Saturday, October 4, 2008

Slackware v Ubuntu: Not What You Might Think - Part 2

So where does Slackware fall in those regards we talked about with Ubuntu last? That is, on package installation and repositories.

Well that package installation process for Slackware is just as simple as it is for Ubuntu. It's just a different kind of simple. The command line tool pkgtool is run and packages installed locally. There is no default ability to install over the network and there is no dependency resolution. A few simple add on tools like slackpkg (available in the extras parts of the Slackware repository) and sbopkg (availible online) allow for a bit more elbow room but still keep things rather simple.

I am aware, by the way, of a package called slapt-get that resolves dependencies within Slackware but I have yet to use it and probably won't. Not on my production machine anyways.

The lack of dependency resolution is a real gift in my book. I don't much like systems that try and automatically add more software for me, even if I do get to confirm it. If I need or want something else besides the package I'm installing I'll fetch it myself. This isn't even too troublesome for a beginner to Linux as the readme files of almost all packages list dependencies so you know what else you need to get to make it run. I have, so far, only run into one package that did not correctly list these in the readme file. Well it may have, it's a tough case to judge. It required an additional package for the build though not to run. While in some cases this can lead to frustration in not being able to get a package to work, it also relieves the frustration of having your package manager or system broken when it automatically installs something that doesn't play well on your machine.

On the repository side of Slackware you have relatively few choices compared to other major distributions. This can cause some problems but isn't too cumbersome. The plus side here is that you probably don't need access to the 25,000+ packages of Debian to get the software you want or need thereby making searches much faster. The down side is that most things that can't be found in the official repository or on the slackbuild repository (Managed by some Slackware developers but not official. Use sbopkg to automatically fetch and install packages from this source) will need to be compiled from source.

I, for one, don't usually mind compiling from source. It allows greater control over the outcome and it's really not as hard as many people make it out to be. Most programs can be compiled by following three steps as root. Jump into the directory containing the top level of the source code and use these three commands.

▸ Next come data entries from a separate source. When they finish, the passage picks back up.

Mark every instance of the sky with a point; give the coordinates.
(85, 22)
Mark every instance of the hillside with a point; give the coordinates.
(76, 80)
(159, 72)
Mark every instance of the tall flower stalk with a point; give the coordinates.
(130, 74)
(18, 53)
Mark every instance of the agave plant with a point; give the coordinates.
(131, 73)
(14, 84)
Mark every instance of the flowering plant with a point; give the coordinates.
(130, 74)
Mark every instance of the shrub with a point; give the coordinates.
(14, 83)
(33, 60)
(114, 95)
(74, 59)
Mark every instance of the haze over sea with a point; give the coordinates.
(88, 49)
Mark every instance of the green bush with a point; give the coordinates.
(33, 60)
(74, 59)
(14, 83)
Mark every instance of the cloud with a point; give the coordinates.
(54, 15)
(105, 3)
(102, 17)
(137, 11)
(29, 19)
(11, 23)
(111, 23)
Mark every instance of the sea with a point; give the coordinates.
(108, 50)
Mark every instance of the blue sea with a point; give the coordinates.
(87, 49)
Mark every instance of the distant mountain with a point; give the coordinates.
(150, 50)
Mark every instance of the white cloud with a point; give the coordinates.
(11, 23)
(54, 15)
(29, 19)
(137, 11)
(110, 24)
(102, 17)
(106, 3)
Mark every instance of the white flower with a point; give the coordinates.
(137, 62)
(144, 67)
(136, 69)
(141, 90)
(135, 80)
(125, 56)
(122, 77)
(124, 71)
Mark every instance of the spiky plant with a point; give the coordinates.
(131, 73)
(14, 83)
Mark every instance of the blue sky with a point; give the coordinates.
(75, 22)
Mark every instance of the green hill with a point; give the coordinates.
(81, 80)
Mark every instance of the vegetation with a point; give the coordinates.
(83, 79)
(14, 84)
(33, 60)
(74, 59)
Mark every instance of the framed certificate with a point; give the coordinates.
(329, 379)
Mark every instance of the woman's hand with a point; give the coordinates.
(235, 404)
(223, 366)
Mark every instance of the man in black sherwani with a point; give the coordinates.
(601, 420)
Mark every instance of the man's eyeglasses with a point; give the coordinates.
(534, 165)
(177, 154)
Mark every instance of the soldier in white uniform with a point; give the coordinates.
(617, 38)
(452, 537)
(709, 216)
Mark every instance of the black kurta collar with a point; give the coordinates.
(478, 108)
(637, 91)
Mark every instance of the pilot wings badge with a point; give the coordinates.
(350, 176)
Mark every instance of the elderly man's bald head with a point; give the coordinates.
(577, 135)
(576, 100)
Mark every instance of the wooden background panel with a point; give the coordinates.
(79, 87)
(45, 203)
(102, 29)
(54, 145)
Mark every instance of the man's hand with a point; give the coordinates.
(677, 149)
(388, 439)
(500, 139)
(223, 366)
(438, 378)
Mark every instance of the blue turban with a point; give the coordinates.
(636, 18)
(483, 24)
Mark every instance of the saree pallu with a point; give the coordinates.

1) $ ./configure (options) [Discover options with ./configure --help]

2) $ make

3) $ make install

For 90% (if not higher) of the programs I have compiled that's all it takes. The second most common method I have seen will use the command 'ant' followed by something like './install.sh' but it's still fairly straight forward.

The big negative here is that it can be very time consuming. My only real grudge against installing things from source is how long it takes. When I bring a new system up in Ubuntu I can have everything I need or want installed on it in roughly 11 hours (including downloads). I am still working on that goal for my Slackware system after three days. Granted if I skipped work it may well be done right now but it's a process that has to be monitored constantly which is both good and bad for what is, I hope, obvious reasons.

Part 3 will go into configuration on both distributions.

4 comments:

Grobsch said...

I'll soon write an article about howto compile packages for Slackware... I don't like the three steps so many people teach (configure, make and make install).
The best way always begin in the search of a slackBuild to help the compilation. Most of the sites and distribution who offers slackbuilds also include the application list of dependencies.

Vet Tech said...

Excellent tip grobsch. Thanks.

Anonymous said...

[QUOTE]
When I bring a new system up in Ubuntu I can have everything I need or want installed on it in roughly 11 hours (including downloads). I am still working on that goal for my Slackware system after three days.
[/QUOTE]

I wonder how you explain that tripple effort and time investment to your boss?
(assuming you use Linux professionaly)

GR JC from NL

Vet Tech said...

'I wonder how you explain that tripple effort and time investment to your boss?
(assuming you use Linux professionaly)' - GRJC from NL

At the moment I really can't. However, I full anticipate being able to build a handful of scripts to streamline the process in the future. I will be sure to post them when I do.

It is certainly a matter of give and take with Slackware. It is more time consuming but there is also more control.